Alla fine si ritorna sempre là. A Milano, ad Hammamet. Berlusconi che imbandisce la tavola per Craxi a Sankt Moritz, «Silvio non voglio spigola in montagna, portami un uovo», e lui lo portava. Berlusconi che con Craxi ormai in Tunisia chiede una grazia impossibile e subito dopo si ritira in buon ordine. «Non gli perdono di non essere mai stato a trovare mio padre neppure una volta», disse l’anno scorso Stefania Craxi in un’intervista. «Era lui che mi chiedeva di non andare» rispose il premier. «Non mi pare, io assistevo alle loro telefonate, e Bettino non ha mai chiesto a Silvio di non venire. Veronica si è comportata meglio» commentò Anna Craxi dalla casa di Hammamet, dove vive.

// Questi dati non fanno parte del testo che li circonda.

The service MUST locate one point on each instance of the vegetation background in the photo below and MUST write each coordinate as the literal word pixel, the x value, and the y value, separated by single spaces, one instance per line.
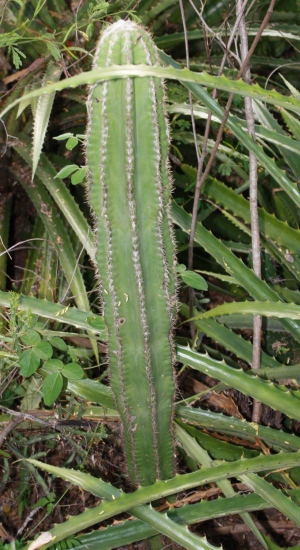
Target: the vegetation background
pixel 234 121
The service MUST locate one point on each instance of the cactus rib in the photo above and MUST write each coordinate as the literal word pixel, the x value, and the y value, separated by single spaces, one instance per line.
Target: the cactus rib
pixel 129 192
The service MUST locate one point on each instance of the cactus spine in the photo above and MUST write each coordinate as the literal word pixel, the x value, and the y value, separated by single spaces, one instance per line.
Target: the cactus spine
pixel 129 192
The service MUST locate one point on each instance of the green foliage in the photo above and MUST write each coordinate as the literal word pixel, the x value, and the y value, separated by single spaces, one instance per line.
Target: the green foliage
pixel 53 339
pixel 126 118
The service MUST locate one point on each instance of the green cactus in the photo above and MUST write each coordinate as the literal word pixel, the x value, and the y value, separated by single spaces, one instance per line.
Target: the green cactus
pixel 129 192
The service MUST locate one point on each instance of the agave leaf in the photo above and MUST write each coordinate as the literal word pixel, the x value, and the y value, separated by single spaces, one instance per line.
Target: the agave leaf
pixel 230 340
pixel 276 397
pixel 272 495
pixel 130 502
pixel 242 429
pixel 268 309
pixel 42 113
pixel 257 288
pixel 270 226
pixel 185 76
pixel 201 456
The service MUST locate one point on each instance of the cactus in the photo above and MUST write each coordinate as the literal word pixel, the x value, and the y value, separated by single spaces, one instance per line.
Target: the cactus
pixel 129 192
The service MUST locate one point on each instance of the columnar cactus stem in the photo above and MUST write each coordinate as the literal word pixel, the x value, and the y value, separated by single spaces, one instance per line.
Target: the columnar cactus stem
pixel 129 192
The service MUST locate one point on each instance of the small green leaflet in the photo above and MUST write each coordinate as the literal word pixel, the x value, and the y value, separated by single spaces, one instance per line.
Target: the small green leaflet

«Ma sabato non abbiamo assistito al fallimento di Berlusconi, bensì a quello della Seconda Repubblica - dice oggi Stefania -. Sono dieci anni che dura questa storia di barbarie, di inciviltà. Non è vero quanto dicono molti compagni, che Berlusconi ha imparato da mio padre a fare politica; e si vede. Ma dall’altra parte, a sinistra, cosa c’è? Sabato hanno applaudito Chiara, e hanno fatto bene. Dieci anni fa gettavano le monetine a mio padre». Anche Bobo Craxi racconta di aver ripensato a Tangentopoli, «alle aggressioni, all’odio. I leghisti sono così: odiano i socialisti, odiano le donne. Adesso Berlusconi deve dire qualcosa, perché per noi le condizioni sono cambiate. La casa che dopo Mani Pulite ci era parsa un ricovero, un riparo, un rifugio, ora è un luogo da incubo. Dobbiamo prepararci a riprendere il viaggio, a rimetterci in cammino, come accade a chiunque viva una diaspora».

In cammino verso sinistra? Ugo Intini, che ha dedicato decenni a provocare i comunisti su Togliatti e sabato ci ha messo un minuto a far impazzire i leghisti su Bonomi presidente dell’Alitalia, dice di attendere a braccia aperte i compagni che hanno sbagliato, anche se non ha perso il vizio: «Mi pare giunto per loro il momento dell’autocritica». Il dado è in mano a De Michelis, che tra i socialisti superstiti è ormai oggetto di un culto (di nicchia) della personalità, tipo campione scandinavo di lancio del giavellotto o regista iraniano. Ai convegni è richiestissimo, i talk show se lo contendono, il Foglio riceve lettere firmate (non da lui né da consanguinei) che cominciano così: «Ieri sera ho visto De Michelis in tv. Che gigante! Che fuoriclasse della politica!». «Mi sento come Tabacci - dice -. Anch’io vado più d’accordo con Enrico Letta che con Caparini, con i riformisti che con i giustizialisti». Come dargli torto. Ma finché a sinistra ci saranno Cossutta e Mussi, e forse anche D’Alema e Prodi, è difficile pensare a un ribaltone socialista.

«Io sono un uomo di sinistra, come mio padre, come Gianni» dice Bobo. Il calcolo di De Michelis è che i voti Psi sono finiti a Berlusconi, e lì bisogna stare se si vuole recuperarne una parte. «Almeno per ora». Si sacrifichi quindi la giovane Moroni. Che non è neanche offesa: «I leghisti hanno ragione, quando dicono che sono in Parlamento in quanto figlia di mio padre Sergio. Solo che per loro è un insulto, per me un orgoglio». Paura, onorevole? «Un po’. Il Parlamento è meno sicuro della metropolitana», conclude sorridendo.